If we talk about the timing of pruning, then, of course, the rest period will be the best. In areas of the middle belt of fruit growing and ornamental gardening, it is better to cut plants from late winter to the beginning of flowering.

Can be cut in winter in thaws and at temperatures not lower than -8-10 ° C. With more severe frosts, the wood becomes brittle, the wounds turn out to be fragmented, poorly overgrown.

Cutting technology

  • Pruning is best done in March - early April, on a snow crust. But it is permissible to prune in June - usually additional.
  • Thick branches are cut off, having previously filed them from the opposite side, so that there are no scuffing of the bark.
  • Thin branches (thinner than 1 cm) are cut with pruning shears, leaving a spine 1.5-2 mm above the bud.
  • Places of cut branches thicker than 1 cm should be lubricated with garden varnish. Very good garden pitch with pine resin - rosin. The layer of garden varnish should be at least 3-5 mm to prevent drying out of the cut site and getting infection into the wound. Recently, however, there have been recommendations to use latex paints with the addition of copper salts (for example: the preparation "Rannet", etc.), which provide protection and some porosity - breathing of the painted surface.

But it is not only the timing and cutting technology that are important. We must not forget about the peculiarities of fruiting of various fruit crops and their varieties, as well as the peculiarities of the growth and flowering of ornamental plants.

Evergreen ornamental plants

Strictly speaking, there are few evergreen leafy ornamental plants in our gardens - mostly rhododendrons. The bulk of evergreens are conifers. Both groups rarely need pruning, except for those used in green hedges. Single plants are pruned in case of thickening of the bush or the "exit" of the plant beyond its assigned boundaries, with too large growth of individual branches, which deforms the shape of the plant.

This, in fact, limits the cropping.

Deciduous shrubs

Not all deciduous shrubs need pruning, but those that do need to be pruned for their flowering time.

The first group is shrubs blooming on the shoots of the current year.

The second group - shrubs blooming on the shoots of the last year.

The first group is smaller than the second. Plants of the first group, as a rule, are pruned in early spring before growth begins, cutting out almost all the wood of the previous year, leaving several buds at the base (a classic example is roses, except for climbing roses). Young plants, if necessary, are pruned very weakly.
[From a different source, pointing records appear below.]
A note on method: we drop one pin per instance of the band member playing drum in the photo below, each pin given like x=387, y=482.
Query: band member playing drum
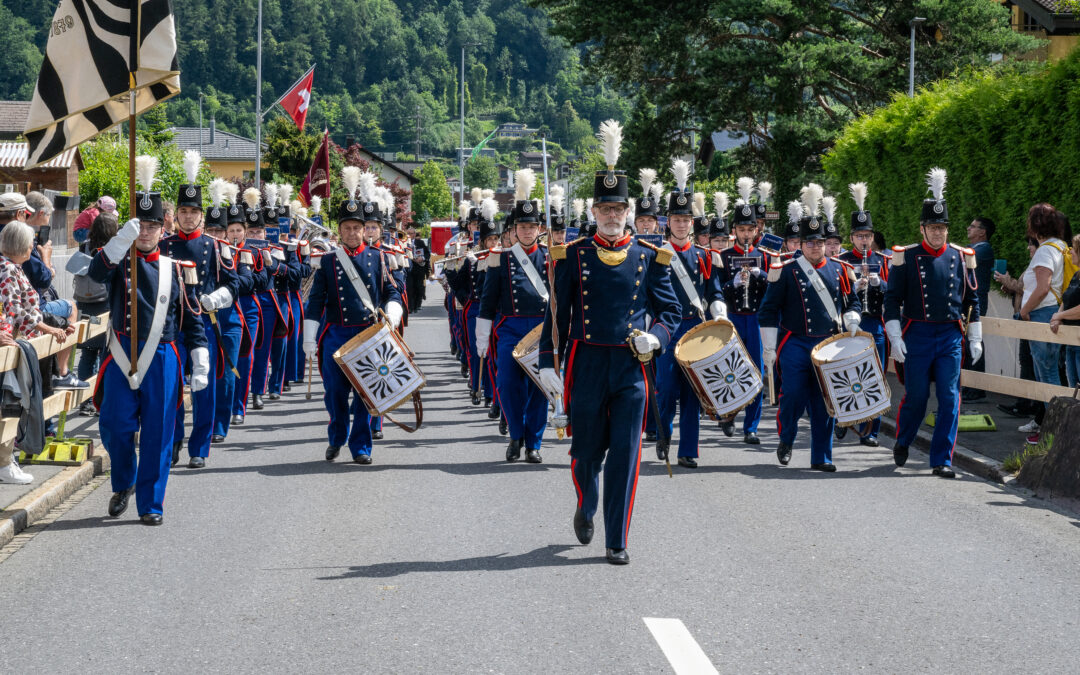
x=930, y=298
x=515, y=293
x=809, y=298
x=603, y=292
x=872, y=273
x=694, y=274
x=349, y=289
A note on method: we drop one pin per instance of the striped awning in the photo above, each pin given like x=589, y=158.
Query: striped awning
x=13, y=156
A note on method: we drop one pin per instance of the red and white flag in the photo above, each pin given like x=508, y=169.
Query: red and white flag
x=297, y=99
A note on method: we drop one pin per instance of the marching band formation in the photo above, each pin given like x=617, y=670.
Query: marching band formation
x=604, y=326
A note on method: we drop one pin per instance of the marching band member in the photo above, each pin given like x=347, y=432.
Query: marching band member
x=604, y=288
x=872, y=272
x=694, y=274
x=744, y=280
x=932, y=289
x=349, y=287
x=515, y=289
x=145, y=404
x=809, y=298
x=216, y=291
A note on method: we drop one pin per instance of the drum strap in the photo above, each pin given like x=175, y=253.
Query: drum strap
x=819, y=286
x=685, y=281
x=358, y=284
x=530, y=271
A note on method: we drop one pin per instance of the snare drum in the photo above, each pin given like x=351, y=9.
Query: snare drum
x=851, y=378
x=380, y=367
x=720, y=370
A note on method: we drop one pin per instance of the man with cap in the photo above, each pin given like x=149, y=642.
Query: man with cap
x=872, y=274
x=744, y=280
x=930, y=306
x=146, y=403
x=350, y=286
x=216, y=291
x=694, y=274
x=515, y=293
x=605, y=286
x=809, y=298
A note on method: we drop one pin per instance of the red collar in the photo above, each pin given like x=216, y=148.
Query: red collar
x=933, y=252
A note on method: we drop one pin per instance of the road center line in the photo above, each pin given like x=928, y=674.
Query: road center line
x=683, y=651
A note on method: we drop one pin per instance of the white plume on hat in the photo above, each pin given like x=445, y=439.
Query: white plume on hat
x=146, y=169
x=525, y=179
x=191, y=162
x=935, y=180
x=682, y=171
x=610, y=136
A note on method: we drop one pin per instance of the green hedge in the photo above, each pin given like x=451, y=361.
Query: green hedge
x=1006, y=142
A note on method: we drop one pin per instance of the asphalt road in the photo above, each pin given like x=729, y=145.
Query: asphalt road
x=440, y=557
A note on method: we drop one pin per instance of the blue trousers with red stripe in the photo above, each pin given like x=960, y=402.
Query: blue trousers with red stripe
x=800, y=390
x=933, y=349
x=150, y=410
x=607, y=397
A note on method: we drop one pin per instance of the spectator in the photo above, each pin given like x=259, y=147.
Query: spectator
x=1068, y=314
x=1043, y=281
Some plants that bloom very early, but belong to the second group, are best pruned in early spring, after flowering, so that they have a long growing period until autumn (for example, forsythia).

Shrubs of the second group bloom on last year's branches. They grow almost simultaneously with flowering, so it is better to cut them off after flowering. In this case, part of the branches is completely cut off (rejuvenation process), part is partially cut off (flowering regulation).


Spirea, chubushnik - plants prone to strong thickening. Without pruning, they quickly age and lose their decorative effect.

If there are general patterns, pruning each plant requires an individual approach. You should remove branches that have no development prospects - i.e. branches that in a year or two will abut against another branch or trunk. Be sure to remove one of the rubbing branches.

In addition to trimming, you can form a crown using a garter, pulling and applying a wire bandage.

Timely and competently pruning is the key to the success of a fruit and ornamental garden!